On 2014-10-03 12:31, Kent Overstreet wrote:
> On Fri, Oct 03, 2014 at 02:22:20PM -0400, Benjamin LaHaise wrote:
>> On Fri, Oct 03, 2014 at 12:13:39PM -0600, Jens Axboe wrote:
>>> How are applications supposed to deal with ENOMEM? I think the answer
>>> here is that they can't, it would be a fatal condition. AIO must provide
>>> isn't own guarantee of progress, with a mempool or similar.
>>
>> I'm not sure if using a mempool is appropriate for allocations that are
>> driven by userland code.  At least with an ENOMEM error, an application
>> could free up some of the memory it allocated and possibly recover the
>> system.
>
> I guess it's going to depend on the application... some applications really want
> to always make forward progress (much like a lot of code in the kernel), so
> they're going to want the mempool semantics and we in the kernel are in a much
> better position to implement that correctly (think of all the applications that
> are just going to sleep and retry on -ENOMEM).

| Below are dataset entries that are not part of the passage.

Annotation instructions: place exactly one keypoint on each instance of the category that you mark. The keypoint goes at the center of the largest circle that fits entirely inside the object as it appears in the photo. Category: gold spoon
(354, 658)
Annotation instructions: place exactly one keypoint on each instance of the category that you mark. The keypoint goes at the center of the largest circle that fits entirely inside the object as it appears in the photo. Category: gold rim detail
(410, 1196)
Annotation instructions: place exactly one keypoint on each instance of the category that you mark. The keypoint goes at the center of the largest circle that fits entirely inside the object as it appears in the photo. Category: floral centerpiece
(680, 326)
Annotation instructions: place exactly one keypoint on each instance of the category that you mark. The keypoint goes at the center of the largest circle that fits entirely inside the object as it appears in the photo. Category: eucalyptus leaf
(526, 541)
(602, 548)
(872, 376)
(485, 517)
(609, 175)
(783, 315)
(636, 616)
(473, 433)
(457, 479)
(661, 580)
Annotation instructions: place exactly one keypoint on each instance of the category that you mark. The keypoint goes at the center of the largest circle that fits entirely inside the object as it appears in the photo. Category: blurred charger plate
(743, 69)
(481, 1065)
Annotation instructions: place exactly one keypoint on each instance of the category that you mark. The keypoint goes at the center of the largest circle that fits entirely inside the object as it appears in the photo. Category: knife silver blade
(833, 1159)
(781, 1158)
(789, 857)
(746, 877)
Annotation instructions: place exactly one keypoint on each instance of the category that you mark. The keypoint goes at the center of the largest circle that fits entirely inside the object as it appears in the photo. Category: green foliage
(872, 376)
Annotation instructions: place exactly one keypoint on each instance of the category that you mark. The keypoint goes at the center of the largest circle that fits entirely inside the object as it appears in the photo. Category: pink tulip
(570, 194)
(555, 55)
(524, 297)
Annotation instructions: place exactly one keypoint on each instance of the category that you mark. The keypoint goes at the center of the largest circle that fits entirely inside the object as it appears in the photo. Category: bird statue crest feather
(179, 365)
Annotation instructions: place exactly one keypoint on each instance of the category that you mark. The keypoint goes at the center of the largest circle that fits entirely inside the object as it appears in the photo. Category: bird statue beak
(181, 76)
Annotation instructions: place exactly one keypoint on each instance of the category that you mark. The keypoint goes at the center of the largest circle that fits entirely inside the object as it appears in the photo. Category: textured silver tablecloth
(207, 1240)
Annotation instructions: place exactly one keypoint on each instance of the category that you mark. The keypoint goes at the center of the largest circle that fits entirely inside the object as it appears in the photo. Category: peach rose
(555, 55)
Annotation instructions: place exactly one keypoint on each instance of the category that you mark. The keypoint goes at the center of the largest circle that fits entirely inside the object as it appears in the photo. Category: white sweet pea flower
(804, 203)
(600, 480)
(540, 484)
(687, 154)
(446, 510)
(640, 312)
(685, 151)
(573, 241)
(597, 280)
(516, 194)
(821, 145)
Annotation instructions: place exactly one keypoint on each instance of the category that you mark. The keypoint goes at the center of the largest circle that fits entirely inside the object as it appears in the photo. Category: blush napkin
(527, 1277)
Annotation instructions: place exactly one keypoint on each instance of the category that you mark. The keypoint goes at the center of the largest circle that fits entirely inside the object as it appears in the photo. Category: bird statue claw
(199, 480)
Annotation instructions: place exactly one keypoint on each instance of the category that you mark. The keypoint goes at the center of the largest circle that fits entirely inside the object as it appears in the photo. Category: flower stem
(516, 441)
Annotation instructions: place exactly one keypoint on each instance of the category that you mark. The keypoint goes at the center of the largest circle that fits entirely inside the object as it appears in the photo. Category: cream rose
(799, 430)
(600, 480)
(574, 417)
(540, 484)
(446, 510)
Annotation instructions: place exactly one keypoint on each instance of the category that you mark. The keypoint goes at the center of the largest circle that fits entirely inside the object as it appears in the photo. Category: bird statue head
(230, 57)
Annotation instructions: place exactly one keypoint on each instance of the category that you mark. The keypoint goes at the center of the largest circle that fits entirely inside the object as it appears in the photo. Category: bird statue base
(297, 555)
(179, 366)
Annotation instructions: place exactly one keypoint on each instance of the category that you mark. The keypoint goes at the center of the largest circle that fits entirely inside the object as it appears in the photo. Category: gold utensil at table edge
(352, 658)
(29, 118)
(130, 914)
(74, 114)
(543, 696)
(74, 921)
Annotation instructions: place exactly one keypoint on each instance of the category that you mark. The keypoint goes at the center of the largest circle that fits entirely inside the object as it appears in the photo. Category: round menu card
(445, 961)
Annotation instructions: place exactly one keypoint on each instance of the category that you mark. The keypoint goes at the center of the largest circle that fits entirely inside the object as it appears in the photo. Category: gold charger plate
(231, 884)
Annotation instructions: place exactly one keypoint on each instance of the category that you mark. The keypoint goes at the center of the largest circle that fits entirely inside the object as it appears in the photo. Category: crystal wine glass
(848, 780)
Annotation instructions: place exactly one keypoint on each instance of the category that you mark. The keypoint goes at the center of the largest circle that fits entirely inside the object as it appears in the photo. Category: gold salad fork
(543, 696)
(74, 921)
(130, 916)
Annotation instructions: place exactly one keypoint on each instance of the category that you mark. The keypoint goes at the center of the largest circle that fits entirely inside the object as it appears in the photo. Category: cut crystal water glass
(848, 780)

Precisely, there's no real way to do that in the application. Especially 
if it has no pending IO it can just wait on, it'll be a sleep and retry 
thing

> we kind of want another flag in the syscall args that's the moral equivalent of
> MSG_DONTWAIT but for memory allocations; it'd translate into "mempool +
> GFP_KERNEL, or GFP_NOWAIT".

We do...

> not that I'm actually going to implement that :)

It's worth keeping in mind for if we do extend the API for some reason.